Dizziness when standing from a seated or lying position
Low sex drive and function
Low blood pressure
Frequent headaches
Low blood sugar
Decreased thyroid output “slow thyroid”

Functional, every day symptoms include:

Waking up feeling tired
Having low morning energy, but feeling energized during night time
Blurry vision
Decreased tolerance of stress
Frequent headaches
Low sex drive and function
Increased negative reaction to allergies
Increased muscle soreness

HPA axis dysfunction impacts three endocrine glands from the brain to the adrenals and is essentially a Rubik cube of potential health problems. The best explanation of complex interplay of these three systems is an every day scenario. Maybe someone cut you off on the road or your boss yelled at you for your work performance. Any stressful situation causes a cascade of events that begins with your hypothalamus relating CRH or corticotrophin releasing hormone.

CRH makes its way to your pituitary gland which stimulates the release of adrenal corticotrophin hormone, ACTH, which makes it way to your adrenal glands and tells them to release the stress hormone cortisol. Cortisol is an opposing hormone to testosterone and relies on the same pathway as testosterone for production. You can only have one hormone abundant at a time.

Cortisol has a primary role in the body and that is to keep blood glucose levels high in addition to helping your body retain sodium.

Most articles stop at this point, where cortisol is high.

High cortisol is linked to:
 
Increased blood glucose levels
Decreased conversion of T4 to T3, lower thyroid binding and increased production of reverse T3 (your doctor tells you that you have low thyroid)
Decreased pituitary function
Increased gut inflammation
Insomnia
Decreased brain health including difficulty with memory recall

Don’t get me wrong, high cortisol is bad and using Seyle’s classical definition of stress, high cortisol is a beginning stage of much larger issues. However, we’ve learned that individuals, especially hard training athletes, don’t follow the linear stress path and may go from a beginning phase right to the final, exhaustion phase, which should come as no surprise considering that no two individuals perceive or “clear” stress the same way. Cortisol levels don’t just go up or down, there is also an issue with the metabolism or clearance of cortisol. I’ve seen a wide variety of blood work with different permutations including high cortisol with low metabolism and low cortisol with high metabolism. There’s a lot of different options because there’s a lot of other factors that impact cortisol production besides the hormone itself and we’ll get into those shortly.

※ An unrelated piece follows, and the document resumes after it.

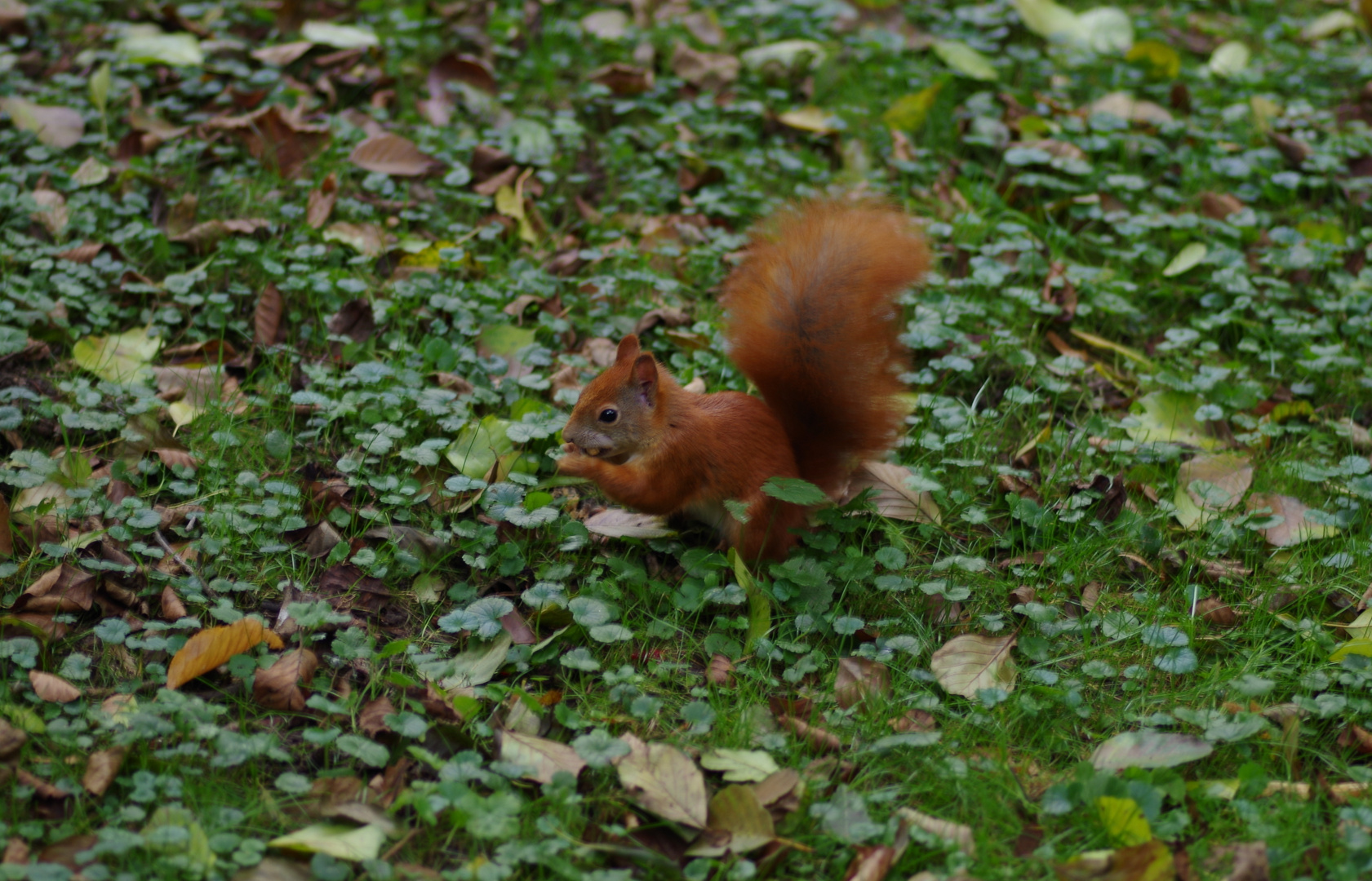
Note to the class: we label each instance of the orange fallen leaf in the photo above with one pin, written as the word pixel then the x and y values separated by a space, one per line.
pixel 215 645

This exhaustion phase, where cortisol is low, is when most athletes completely stop training because they feel terrible. When cortisol is low your body cannot release blood sugar efficiently for energy so it increases the release of epinephrine which makes individuals feel anxious during everyday tasks.

Low cortisol has its own host of issues including:

Decreased immune system function
Blood sugar fluctuations and insulin spikes
High catecholamine release
Increased inflammation
Difficult staying asleep
Frequent headaches
Dizziness when standing
Passing out 
Problems with memory recall

Cortisol, as defined by its textbook definition, runs in a normal 24 hour cycle. Cortisol should be high in the morning to wake you up, since it is a low grade adrenaline and progressively gets lower by nighttime so that you can get to sleep, since cortisol and melatonin as opposing hormones, when one is high the other is lower.

At this point I should point out that the only true way to know your cortisol rhythm or any type of HPA axis dysregulation is through medical testing, including an adrenal stress index blood test, a saliva test or a DUTCH test, which is a 24 hour urine test.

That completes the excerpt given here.